The section does seem to be good encyclopediac stuff, but I don't have the background to create a new article around it or to know of existing articles that can incorporate it.

I have deleted the last sentence of the preceding section, "Unicode input#In platform-independent applications", which read:

The capability of Vim to create custom mnemonics, as described below, which could be employed on an ad-hoc basis, requires the decimal code point.

Please: someone with the relevant knowledge incorporate the material in Mainspace appropriately. Peter Brown (talk) 22:08, 29 November 2018 (UTC)[reply]

=== Character mnemonics ===

RFC 1345 defines a large number (1,893) of suggested mnemonics for code points in Unicode 1.0 (as well as characters in ISO 2DIS 10646 and many other character sets in use at the time of publication). Although the document does not restrict the length of a mnemonic (for example, "10000R" for U+2182), most (1,338) of the mnemonics are two characters long, and most (416) of the remaining are three-characters. While never complete, and targeting obsolescent set definitions, the mnemonics themselves can still be used.

  • Vim allows mnemonics entry (confusingly called "digraphs" by Vim developers) in insert mode (the regular mode for typing text) with Ctrl+K followed by a two-keystroke RFC 1345 mnemonic; or, in addition, if the digraph option is set, by entering the first character followed by a backspace followed by the second character.

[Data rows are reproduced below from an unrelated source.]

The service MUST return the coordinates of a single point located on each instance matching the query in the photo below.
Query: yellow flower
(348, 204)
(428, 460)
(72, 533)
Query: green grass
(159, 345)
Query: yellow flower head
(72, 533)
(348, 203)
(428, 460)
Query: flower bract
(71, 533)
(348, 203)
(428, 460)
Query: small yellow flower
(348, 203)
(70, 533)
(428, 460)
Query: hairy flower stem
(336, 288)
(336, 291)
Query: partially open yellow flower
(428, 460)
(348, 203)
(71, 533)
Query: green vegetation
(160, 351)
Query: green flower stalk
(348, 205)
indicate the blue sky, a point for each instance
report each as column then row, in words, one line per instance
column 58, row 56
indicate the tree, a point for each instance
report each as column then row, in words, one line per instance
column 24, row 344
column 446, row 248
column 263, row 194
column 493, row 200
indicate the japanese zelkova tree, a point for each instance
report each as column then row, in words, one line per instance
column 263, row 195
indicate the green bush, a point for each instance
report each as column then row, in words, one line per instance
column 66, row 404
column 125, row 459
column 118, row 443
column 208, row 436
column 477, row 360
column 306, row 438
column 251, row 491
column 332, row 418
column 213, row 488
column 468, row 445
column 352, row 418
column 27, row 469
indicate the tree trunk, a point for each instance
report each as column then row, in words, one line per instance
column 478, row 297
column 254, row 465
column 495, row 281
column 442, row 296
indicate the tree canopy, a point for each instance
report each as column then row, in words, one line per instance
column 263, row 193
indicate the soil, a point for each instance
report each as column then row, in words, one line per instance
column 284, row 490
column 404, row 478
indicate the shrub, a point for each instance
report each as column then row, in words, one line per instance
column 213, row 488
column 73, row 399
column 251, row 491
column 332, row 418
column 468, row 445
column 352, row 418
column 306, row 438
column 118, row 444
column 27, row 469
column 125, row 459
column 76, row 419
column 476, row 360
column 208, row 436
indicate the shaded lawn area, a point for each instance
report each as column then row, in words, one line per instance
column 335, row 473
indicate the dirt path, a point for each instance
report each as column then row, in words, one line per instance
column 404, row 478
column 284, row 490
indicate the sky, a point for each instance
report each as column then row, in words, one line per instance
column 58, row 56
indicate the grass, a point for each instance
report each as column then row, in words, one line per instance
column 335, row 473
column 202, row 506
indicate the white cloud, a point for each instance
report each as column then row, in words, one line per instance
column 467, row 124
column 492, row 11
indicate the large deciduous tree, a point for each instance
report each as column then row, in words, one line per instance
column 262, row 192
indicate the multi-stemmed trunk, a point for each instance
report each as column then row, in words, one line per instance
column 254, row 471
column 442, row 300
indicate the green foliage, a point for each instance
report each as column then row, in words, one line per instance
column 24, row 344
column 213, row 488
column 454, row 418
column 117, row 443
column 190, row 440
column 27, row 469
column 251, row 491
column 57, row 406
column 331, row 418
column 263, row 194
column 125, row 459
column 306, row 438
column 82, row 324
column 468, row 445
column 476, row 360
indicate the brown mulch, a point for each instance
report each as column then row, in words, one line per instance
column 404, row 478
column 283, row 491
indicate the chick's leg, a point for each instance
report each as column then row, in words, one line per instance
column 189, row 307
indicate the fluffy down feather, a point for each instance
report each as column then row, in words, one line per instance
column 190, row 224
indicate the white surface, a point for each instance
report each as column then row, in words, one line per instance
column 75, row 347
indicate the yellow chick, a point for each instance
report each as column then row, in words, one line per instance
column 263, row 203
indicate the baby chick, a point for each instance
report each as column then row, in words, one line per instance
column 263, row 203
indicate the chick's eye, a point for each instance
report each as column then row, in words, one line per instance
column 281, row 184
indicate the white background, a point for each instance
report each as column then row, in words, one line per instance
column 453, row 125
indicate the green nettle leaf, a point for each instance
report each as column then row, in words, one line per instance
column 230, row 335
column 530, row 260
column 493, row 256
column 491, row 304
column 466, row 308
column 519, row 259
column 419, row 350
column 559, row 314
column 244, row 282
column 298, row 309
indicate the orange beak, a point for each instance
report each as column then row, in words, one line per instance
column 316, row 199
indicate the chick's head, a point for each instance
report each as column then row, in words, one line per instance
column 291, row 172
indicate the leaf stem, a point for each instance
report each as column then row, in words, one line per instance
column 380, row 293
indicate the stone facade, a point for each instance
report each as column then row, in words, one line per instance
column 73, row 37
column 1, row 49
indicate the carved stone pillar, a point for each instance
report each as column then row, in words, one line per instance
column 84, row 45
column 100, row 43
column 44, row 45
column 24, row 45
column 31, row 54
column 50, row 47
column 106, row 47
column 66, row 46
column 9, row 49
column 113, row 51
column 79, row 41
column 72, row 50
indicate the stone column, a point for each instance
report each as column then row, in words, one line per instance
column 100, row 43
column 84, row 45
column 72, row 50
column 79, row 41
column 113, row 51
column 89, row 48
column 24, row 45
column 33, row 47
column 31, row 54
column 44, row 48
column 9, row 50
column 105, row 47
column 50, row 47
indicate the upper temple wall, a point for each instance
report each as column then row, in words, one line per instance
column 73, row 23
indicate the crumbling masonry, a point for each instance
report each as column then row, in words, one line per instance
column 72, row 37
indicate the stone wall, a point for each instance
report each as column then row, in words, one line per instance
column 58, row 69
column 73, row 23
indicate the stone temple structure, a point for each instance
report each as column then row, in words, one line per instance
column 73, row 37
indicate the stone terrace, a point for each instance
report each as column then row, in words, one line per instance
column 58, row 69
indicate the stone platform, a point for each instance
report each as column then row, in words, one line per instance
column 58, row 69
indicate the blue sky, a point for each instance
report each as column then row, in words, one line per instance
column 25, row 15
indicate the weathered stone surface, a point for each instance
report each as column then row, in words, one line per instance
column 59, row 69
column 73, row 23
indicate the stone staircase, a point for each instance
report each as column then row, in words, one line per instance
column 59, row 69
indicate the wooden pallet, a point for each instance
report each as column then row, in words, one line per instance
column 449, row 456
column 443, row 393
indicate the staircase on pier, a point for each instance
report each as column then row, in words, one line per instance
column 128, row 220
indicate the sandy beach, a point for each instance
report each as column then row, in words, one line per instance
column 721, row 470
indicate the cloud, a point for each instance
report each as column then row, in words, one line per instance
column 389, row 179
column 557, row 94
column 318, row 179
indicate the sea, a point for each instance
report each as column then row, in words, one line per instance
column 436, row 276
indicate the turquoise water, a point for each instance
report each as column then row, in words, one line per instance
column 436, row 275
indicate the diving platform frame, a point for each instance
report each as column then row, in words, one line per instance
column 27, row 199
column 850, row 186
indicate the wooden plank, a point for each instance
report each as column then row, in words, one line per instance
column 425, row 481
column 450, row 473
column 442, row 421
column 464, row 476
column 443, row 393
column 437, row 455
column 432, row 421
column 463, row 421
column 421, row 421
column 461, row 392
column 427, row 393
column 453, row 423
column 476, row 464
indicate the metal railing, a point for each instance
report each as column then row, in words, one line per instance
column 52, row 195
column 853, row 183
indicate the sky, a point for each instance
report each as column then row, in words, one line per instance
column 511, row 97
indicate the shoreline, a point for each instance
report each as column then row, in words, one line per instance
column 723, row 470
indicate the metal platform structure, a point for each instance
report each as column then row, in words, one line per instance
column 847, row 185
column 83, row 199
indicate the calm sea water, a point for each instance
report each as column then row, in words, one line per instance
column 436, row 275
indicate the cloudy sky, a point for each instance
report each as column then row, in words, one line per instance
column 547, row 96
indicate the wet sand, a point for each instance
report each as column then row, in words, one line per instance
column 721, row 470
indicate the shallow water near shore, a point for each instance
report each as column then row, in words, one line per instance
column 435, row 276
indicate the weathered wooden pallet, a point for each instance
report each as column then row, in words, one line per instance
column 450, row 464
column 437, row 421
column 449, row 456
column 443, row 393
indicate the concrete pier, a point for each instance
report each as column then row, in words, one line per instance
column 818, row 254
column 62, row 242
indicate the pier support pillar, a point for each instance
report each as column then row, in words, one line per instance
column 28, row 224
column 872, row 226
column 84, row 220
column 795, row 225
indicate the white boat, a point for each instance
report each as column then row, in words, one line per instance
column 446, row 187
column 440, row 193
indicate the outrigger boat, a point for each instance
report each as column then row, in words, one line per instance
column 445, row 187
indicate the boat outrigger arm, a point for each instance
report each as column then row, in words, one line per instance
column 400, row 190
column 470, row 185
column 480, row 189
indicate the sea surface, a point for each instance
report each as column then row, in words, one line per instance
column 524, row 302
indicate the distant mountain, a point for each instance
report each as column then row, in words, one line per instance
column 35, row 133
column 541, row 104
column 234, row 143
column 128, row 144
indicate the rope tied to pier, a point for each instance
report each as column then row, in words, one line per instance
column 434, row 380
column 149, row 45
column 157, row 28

Custom mnemonics can also be defined for arbitrary code points. (For example, "dig Gr 9881" associates "Gr" with U+2699 GEAR.)
  • GNU Emacs allows mnemonics entry by switching to rfc1345 input mode (by default Ctrl+u Ctrl+\).
  • GNU Screen allows mnemonics entry with (by default) Ctrl+A Ctrl+V.
  • Zsh allows mnemonics entry using the insert-composed-char widget.

RFC 1345 predates the introduction of the Euro sign (€, U+20AC), but the above applications included it as the mnemonic "Eu".

→Section moved by Peter Brown (talk) 22:08, 29 November 2018 (UTC)[reply]

I have added an abbreviated version of the Vim discussion (first bullet above) to the Unicode input#Decimal input subsection. Peter Brown (talk) 19:44, 30 November 2018 (UTC)[reply]

Here, I have reverted another editor's deletion of the section "Selection from a screen". According to the policy WP:BURDEN, however,

The burden to demonstrate verifiability lies with the editor who adds or restores material, and is satisfied by providing an inline citation to a reliable source that directly supports the contribution. (Emphasis added)

Though the section admittedly lacks the required citations, this is a burden I am unwilling to assume. I am strictly a Windows user, unfamiliar with macOS, Linux and BabelMap. Further, I never use selection from a screen in my own work. I have written an AutoHotkey script to handle em dashes and a few other characters; for anything else, I happily use Hexadecimal input techniques. I am not about to undertake a major research project into approaches that I have no intention of ever using.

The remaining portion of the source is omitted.